A broader approach to investment

For governments, funders and institutions, the question is not whether to invest in projects or systems.

We need to invest in both.

Frontline delivery is where relationships are built and lives are changed. Systems investment creates the conditions for that work to become stronger, more connected and more sustainable.

When designing a new programme or funding opportunity, we should therefore ask:

  • How will local organisations be supported to deliver high-quality work?
  • How will partners learn from one another?
  • How will evidence be gathered and shared?
  • How will frontline experience influence policy and investment?
  • Who will coordinate the wider programme?
  • How will the work continue to grow beyond the initial funding period?

These questions help us move from a collection of projects to a more connected and strategic approach.

Building lasting change together

Sport and physical activity can make a powerful contribution to safer, healthier and fairer communities.

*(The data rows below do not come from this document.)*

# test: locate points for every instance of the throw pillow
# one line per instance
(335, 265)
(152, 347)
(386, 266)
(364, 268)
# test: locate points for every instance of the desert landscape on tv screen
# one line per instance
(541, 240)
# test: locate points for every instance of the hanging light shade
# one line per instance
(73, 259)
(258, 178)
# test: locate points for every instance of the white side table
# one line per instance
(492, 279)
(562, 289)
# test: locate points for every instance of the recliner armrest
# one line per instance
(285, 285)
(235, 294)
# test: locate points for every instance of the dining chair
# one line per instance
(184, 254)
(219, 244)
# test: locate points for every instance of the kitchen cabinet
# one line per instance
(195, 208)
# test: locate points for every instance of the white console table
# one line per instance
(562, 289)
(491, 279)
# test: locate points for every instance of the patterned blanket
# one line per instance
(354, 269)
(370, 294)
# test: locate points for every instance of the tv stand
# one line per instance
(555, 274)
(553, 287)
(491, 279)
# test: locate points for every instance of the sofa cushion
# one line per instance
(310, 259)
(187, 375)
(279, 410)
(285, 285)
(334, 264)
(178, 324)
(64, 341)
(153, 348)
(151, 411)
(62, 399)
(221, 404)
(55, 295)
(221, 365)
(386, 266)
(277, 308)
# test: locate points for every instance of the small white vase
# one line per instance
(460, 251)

But lasting change requires more than isolated interventions.

It requires good projects and strong systems.

It requires local expertise and strategic coordination.

It requires frontline delivery and long-term investment.

Most importantly, it requires organisations, funders and institutions to work together around a shared ambition.

By investing in the infrastructure that helps good work connect, improve and grow, we can ensure that successful projects do not remain isolated examples.

They can become part of a wider movement for lasting change.